UK economy sinks on virus curbs, as Brexit slams trade

13 Mar, 2021

LONDON: Britain's economy hit reverse in January on renewed coronavirus curbs while the nation's post-Brexit EU goods exports suffered a record collapse, official data showed Friday.

Gross domestic product shrank 2.9 percent after 1.2-percent growth in December, the Office for National Statistics said in a statement, with heavy falls in services, production and manufacturing on Covid-19 restrictions.

"The economy took a notable hit in January with retail, restaurants, schools and hairdressers all affected by the latest lockdown," said ONS statistician Jonathan Athow.

"Manufacturing also saw its first decline since April, with car manufacturing falling significantly," he said, adding that the health sector was boosted by Covid testing and vaccines.

The export of goods to the EU tanked by 41 percent to £5.6 billion ($7.8 billion, 6.5 billion euros) in January from December, in the first month since Britain's final Brexit divorce.

The value of EU goods imported into Britain also sank, by a record 29 percent or £6.6 billion.

However, the British government described the performance as "inevitable" due to various factors, adding that freight levels have since returned to normal.

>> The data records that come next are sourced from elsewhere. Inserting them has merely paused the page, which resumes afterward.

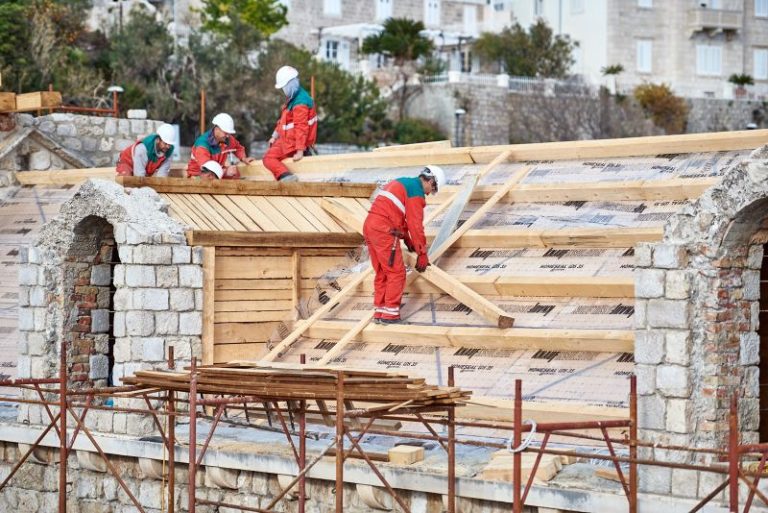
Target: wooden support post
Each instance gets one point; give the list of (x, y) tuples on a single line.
[(296, 283)]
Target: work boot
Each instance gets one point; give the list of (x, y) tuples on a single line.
[(288, 177)]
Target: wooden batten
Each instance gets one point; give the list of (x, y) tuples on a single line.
[(250, 187), (599, 341), (273, 239)]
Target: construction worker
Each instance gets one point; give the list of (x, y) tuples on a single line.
[(296, 130), (220, 145), (397, 213), (150, 156), (211, 170)]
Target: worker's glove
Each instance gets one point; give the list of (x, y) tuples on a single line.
[(409, 243), (422, 262)]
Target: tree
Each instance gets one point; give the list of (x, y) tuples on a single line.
[(401, 40), (535, 53), (668, 112), (244, 23)]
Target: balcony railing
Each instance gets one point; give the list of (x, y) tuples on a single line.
[(726, 16)]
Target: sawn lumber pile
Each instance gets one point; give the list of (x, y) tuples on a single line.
[(282, 382)]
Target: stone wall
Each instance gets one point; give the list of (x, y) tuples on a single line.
[(491, 113), (697, 314), (100, 139), (155, 289)]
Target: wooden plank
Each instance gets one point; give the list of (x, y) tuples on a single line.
[(598, 341), (255, 213), (251, 295), (430, 145), (209, 273), (225, 353), (627, 147), (214, 203), (250, 187), (274, 214), (252, 306), (238, 333), (676, 189), (267, 316), (607, 237), (289, 210)]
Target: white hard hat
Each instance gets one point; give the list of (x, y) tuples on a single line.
[(285, 75), (436, 173), (225, 122), (214, 167), (166, 133)]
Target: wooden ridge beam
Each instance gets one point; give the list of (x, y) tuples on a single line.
[(599, 341), (250, 187), (626, 147), (677, 189), (273, 239), (533, 286), (608, 237)]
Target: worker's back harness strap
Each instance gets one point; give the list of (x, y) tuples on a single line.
[(394, 199), (290, 126)]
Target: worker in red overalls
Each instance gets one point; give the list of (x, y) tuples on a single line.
[(296, 130), (150, 156), (218, 144), (397, 213)]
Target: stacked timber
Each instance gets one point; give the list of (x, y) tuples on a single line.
[(290, 382)]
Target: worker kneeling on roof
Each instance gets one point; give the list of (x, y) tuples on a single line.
[(296, 130), (150, 156), (219, 144), (397, 213)]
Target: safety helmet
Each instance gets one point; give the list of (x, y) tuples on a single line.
[(285, 75), (225, 122), (166, 133), (214, 167), (436, 174)]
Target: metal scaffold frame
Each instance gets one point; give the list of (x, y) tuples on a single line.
[(361, 423)]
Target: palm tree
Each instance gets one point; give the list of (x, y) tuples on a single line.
[(402, 41)]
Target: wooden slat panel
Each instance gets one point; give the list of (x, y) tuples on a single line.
[(277, 315), (252, 267), (252, 306), (252, 295), (284, 225), (255, 213), (274, 239), (238, 333), (288, 209)]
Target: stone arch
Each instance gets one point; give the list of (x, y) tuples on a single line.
[(112, 257), (698, 303)]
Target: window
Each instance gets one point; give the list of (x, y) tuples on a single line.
[(331, 50), (644, 55), (383, 9), (332, 7), (470, 20), (760, 66), (709, 60), (761, 8), (432, 13)]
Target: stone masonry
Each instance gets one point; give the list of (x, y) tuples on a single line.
[(697, 312), (71, 275)]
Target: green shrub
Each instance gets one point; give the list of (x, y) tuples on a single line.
[(413, 130), (668, 112)]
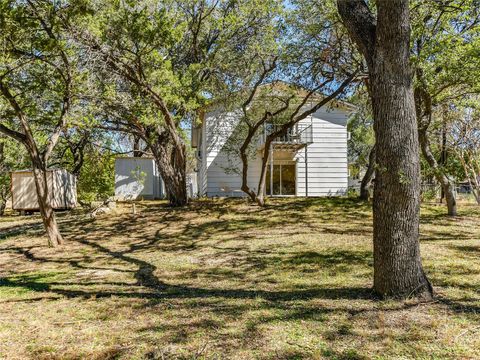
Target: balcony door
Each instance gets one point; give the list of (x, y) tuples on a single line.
[(284, 179)]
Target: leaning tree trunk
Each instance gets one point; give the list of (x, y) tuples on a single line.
[(385, 44), (173, 169), (447, 186), (367, 178), (44, 203), (3, 205)]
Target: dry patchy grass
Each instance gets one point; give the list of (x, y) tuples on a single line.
[(224, 279)]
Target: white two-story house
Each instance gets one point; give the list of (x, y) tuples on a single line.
[(311, 160)]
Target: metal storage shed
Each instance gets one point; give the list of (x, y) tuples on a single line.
[(62, 190), (137, 178)]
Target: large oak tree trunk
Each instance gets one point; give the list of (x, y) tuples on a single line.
[(367, 178), (385, 44), (44, 203), (173, 168)]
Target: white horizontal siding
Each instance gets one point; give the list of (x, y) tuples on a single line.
[(327, 157)]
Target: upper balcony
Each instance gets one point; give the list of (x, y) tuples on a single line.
[(297, 137)]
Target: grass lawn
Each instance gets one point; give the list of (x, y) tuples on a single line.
[(226, 280)]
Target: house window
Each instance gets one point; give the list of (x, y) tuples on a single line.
[(284, 180)]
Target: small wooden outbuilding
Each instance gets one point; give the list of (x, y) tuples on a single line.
[(61, 184)]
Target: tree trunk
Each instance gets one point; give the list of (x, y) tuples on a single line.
[(367, 178), (137, 152), (172, 168), (385, 44), (44, 204), (447, 186)]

The nation's departure from the EU was finalised on January 1, after the government clinched a long-awaited Brexit trade deal over Christmas.

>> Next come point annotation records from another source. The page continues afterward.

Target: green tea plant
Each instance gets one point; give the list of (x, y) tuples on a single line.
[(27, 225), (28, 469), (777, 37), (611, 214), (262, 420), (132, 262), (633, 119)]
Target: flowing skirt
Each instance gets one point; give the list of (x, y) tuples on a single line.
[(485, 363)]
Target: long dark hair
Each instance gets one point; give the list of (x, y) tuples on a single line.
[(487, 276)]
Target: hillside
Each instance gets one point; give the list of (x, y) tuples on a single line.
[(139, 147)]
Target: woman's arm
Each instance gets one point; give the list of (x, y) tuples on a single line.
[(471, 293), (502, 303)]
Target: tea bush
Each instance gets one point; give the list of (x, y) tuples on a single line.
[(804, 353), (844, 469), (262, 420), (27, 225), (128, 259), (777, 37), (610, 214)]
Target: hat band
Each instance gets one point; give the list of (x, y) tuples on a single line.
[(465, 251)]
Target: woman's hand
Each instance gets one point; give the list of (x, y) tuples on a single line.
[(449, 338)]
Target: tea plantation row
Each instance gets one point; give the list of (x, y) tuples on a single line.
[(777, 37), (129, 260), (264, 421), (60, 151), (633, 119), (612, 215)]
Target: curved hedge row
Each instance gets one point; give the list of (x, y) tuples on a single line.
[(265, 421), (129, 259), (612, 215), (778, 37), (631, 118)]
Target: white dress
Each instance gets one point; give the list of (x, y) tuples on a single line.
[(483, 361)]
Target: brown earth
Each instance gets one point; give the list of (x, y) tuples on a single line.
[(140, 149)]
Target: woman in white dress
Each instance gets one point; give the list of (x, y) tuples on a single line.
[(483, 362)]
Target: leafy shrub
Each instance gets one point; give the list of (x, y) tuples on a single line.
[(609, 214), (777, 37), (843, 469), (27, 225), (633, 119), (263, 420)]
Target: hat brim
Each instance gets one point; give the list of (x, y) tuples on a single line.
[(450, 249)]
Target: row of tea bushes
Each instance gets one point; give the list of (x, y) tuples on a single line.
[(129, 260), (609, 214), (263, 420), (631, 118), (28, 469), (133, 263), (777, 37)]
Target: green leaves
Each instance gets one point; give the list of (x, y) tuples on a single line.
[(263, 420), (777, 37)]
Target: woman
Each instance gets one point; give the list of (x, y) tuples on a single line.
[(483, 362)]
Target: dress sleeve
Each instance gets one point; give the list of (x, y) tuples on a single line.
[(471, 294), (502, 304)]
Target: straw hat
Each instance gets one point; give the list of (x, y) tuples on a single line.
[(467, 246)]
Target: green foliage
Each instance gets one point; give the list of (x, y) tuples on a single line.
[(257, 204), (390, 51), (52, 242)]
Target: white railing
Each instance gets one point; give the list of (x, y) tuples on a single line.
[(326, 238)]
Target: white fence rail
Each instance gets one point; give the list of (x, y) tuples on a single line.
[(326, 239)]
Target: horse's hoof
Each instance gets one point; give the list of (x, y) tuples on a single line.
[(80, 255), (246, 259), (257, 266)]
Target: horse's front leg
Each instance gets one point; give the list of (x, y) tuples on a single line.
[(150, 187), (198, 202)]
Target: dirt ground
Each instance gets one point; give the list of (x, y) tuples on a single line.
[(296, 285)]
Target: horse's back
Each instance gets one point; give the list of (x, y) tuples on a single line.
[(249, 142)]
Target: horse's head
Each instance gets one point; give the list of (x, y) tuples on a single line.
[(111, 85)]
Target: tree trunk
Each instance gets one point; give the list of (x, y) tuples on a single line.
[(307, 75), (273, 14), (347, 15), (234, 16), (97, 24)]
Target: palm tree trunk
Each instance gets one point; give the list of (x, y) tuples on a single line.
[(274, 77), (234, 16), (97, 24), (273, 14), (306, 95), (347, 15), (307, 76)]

Yet Britain has experienced a rocky start to life outside the bloc, with some UK exporters complaining of huge hurdles to previously seamless continental trade.

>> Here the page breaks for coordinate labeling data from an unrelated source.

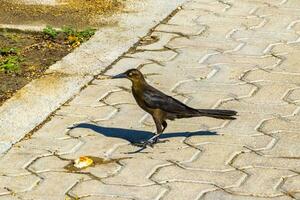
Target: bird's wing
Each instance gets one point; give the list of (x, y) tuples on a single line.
[(156, 99)]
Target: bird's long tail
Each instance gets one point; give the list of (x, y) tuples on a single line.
[(219, 114)]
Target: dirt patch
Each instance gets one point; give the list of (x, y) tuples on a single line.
[(78, 13), (25, 56)]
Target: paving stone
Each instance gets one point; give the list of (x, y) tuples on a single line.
[(266, 182), (196, 42), (141, 174), (55, 185), (174, 173), (273, 77), (262, 108), (94, 187), (206, 160), (156, 41), (253, 160), (100, 197), (292, 184), (221, 195), (280, 124), (286, 146), (191, 190), (181, 29), (18, 183), (238, 55), (228, 138)]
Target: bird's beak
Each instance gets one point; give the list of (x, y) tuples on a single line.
[(123, 75)]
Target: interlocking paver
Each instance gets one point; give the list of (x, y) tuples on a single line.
[(241, 55)]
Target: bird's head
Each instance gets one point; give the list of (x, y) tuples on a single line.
[(132, 74)]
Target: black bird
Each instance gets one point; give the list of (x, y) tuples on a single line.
[(162, 107)]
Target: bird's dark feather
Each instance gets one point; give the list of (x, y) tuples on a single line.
[(155, 99)]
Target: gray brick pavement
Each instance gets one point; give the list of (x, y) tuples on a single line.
[(241, 55)]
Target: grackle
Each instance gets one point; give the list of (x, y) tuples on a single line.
[(162, 107)]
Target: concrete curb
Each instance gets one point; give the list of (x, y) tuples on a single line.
[(36, 101)]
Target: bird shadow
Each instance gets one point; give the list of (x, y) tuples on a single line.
[(136, 136)]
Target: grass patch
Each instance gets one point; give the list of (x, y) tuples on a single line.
[(72, 36), (25, 56), (78, 13)]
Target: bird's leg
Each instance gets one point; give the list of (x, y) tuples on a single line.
[(156, 137), (159, 131)]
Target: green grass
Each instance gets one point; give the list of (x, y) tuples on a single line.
[(51, 32), (10, 59), (69, 31)]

Overall, UK exports dropped 19.3 percent while imports slid 22 percent.

The ONS added Friday that the economy was 9.0 percent smaller in January than its pre-pandemic level in February 2020.

Reduced activity in education and consumer-facing industries such as hospitality drove a 3.5-percent contraction in the services sector. Much of the UK re-entered lockdown in early January to curb a variant Covid-19 strain that was deemed more transmissible.

Restrictions were similar to initial curbs imposed in the second quarter of 2020 that sparked a recession.